13. The Final Prospectus will disclose selected financial information and dividend and trading history of the Royal Bank Shares.

14. Application will be made to list the Capital Shares and Preferred Shares on the TSX.

15. All Capital Shares and Preferred Shares outstanding on a date approximately five years from the closing of the Offerings will be redeemed by the Filer on such date.

Scotia Capital

16. Scotia Capital was incorporated under the laws of the Province of Ontario and is a direct, wholly-owned subsidiary of The Bank of Nova Scotia. Scotia Capital is registered under the Legislation as a dealer in the categories of "broker" and "investment dealer" and is a member of the Investment Dealers Association of Canada and a participant in the TSX.

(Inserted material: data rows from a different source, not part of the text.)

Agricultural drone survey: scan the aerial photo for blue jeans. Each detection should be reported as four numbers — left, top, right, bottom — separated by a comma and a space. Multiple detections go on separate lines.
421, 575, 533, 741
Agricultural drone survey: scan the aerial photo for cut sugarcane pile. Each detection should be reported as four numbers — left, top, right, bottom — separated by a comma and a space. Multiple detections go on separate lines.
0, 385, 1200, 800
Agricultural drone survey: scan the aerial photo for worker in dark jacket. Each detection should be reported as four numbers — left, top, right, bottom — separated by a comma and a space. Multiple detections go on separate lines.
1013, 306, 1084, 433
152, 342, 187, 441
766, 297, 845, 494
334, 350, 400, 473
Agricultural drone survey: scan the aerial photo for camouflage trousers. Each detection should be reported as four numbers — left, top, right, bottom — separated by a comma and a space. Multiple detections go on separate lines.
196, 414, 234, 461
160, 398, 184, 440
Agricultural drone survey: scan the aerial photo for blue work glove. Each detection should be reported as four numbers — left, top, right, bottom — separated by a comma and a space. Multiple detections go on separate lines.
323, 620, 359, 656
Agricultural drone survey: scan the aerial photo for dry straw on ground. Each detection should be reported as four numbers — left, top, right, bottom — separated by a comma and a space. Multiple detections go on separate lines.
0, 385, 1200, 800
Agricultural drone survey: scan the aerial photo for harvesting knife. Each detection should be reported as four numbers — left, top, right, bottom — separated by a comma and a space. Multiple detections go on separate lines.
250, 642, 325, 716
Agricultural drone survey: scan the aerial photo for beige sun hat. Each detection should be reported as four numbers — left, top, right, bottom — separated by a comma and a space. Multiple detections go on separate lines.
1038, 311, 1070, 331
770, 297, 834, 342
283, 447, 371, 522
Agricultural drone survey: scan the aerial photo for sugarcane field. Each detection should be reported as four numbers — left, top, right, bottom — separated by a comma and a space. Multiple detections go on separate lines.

17. Scotia Capital is the promoter of the Filer and will be establishing a credit facility in favour of the Filer in order to facilitate the acquisition of the Royal Bank Shares by the Filer.

18. Pursuant to an agreement (the "Agency Agreement") to be made between the Filer and Scotia Capital, RBC Dominion Securities Inc., CIBC World Markets Inc., BMO Nesbitt Burns Inc., TD Securities Inc., HSBC Securities (Canada) Inc., Canaccord Capital Corporation, Desjardins Securities Inc., Raymond James Ltd., Wellington West Capital Inc., Dundee Securities Corporation and GMP Securities L.P. (collectively, the "Agents" and individually, an "Agent"), the Filer will appoint the Agents to offer the Capital Shares and Preferred Shares of the Filer on a best efforts basis. The Final Prospectus qualifying the Offerings will contain a certificate signed by each of the Agents in accordance with the Legislation. Royal Bank is a substantial security holder of the Related Agent, which is a distribution company of the Filer.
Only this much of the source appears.